🤖 AI Summary
This work addresses the inefficiency of traditional space-tree algorithms on GPUs, which suffer from thread divergence and irregular memory access that hinder parallel performance. To overcome these limitations, the authors propose a GPU-optimized Morton-ordered flat tree structure that leverages a flattened memory layout and z-order encoding to substantially improve memory coalescing and thread cooperation during dual-tree traversal. Implemented in JAX and CUDA, the approach enables highly efficient k-nearest neighbor search and Friends-of-Friends clustering, achieving over an order-of-magnitude speedup compared to existing GPU libraries on datasets with $N \gtrsim 10^7$ points, while also supporting strong multi-GPU distributed scaling.
📝 Abstract
Algorithms based on spatial tree traversal are widely regarded as among the most efficient and flexible approaches for many problems in CPU-based high-performance computing (HPC). However, directly transferring these algorithms to GPU architectures often yields substantially smaller performance gains than expected in light of the high computational throughput of modern GPUs. The branching nature of tree algorithms leads to thread divergence and irregular memory access patterns -- both of which may severely limit GPU performance.
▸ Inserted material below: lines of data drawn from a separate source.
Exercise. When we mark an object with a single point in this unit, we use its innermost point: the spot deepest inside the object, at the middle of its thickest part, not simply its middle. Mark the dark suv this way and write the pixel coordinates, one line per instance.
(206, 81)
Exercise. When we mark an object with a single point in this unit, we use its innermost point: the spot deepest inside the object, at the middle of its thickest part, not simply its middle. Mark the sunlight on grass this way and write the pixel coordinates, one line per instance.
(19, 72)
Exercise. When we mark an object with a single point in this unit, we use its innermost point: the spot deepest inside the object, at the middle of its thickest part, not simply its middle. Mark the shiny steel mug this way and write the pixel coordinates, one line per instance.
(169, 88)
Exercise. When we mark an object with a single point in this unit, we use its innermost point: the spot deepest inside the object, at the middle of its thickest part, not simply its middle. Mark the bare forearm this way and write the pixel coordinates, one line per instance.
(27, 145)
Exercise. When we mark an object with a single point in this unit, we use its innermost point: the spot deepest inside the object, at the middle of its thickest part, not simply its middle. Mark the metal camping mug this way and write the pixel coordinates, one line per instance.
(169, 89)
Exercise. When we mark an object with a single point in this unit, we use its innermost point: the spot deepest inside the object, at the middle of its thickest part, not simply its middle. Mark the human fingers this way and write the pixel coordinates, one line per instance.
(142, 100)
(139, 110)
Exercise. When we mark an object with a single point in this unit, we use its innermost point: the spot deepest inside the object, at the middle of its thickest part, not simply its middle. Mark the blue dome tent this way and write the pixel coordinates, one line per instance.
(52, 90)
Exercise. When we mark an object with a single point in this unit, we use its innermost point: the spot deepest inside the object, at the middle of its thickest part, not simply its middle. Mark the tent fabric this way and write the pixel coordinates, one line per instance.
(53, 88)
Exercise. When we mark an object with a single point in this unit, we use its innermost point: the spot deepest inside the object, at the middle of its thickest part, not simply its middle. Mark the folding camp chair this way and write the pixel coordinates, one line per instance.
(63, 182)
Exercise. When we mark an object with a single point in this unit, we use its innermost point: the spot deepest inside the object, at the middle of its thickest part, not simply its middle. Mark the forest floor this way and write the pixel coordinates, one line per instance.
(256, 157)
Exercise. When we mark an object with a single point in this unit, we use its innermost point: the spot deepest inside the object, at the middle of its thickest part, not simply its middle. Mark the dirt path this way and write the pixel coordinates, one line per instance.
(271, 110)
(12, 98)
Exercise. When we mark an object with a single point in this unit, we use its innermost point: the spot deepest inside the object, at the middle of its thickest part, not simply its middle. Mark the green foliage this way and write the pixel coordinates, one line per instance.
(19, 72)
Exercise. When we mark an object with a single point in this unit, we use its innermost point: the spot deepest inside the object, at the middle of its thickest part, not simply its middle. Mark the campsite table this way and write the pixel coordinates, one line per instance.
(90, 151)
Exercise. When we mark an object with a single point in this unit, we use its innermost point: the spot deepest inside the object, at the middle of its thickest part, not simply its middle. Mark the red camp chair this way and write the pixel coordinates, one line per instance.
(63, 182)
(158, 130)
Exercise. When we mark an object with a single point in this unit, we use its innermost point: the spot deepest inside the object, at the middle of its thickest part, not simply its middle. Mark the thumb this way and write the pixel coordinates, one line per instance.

To address these challenges, we propose a Morton (z-order) 'plane-based tree hierarchy' that is specifically designed for GPU architectures. The resulting flattened data layout enables efficient dual-tree traversal with collaborative execution across thread groups, leading to highly coalesced memory access patterns. Based on this framework we present implementations of two important spatial algorithms -- exact $k$-nearest neighbour search and friends-of-friends (FoF) clustering. For both cases, we observe more than an order-of-magnitude performance improvement over the closest competing GPU libraries for large problem sizes ($N \gtrsim 10^7$), together with strong scaling to distributed multi-GPU systems. We provide an open-source implementation, 'JZ-Tree' (JAX z-order tree), which serves as a foundation for efficient GPU implementations of a broad class of tree-based algorithms.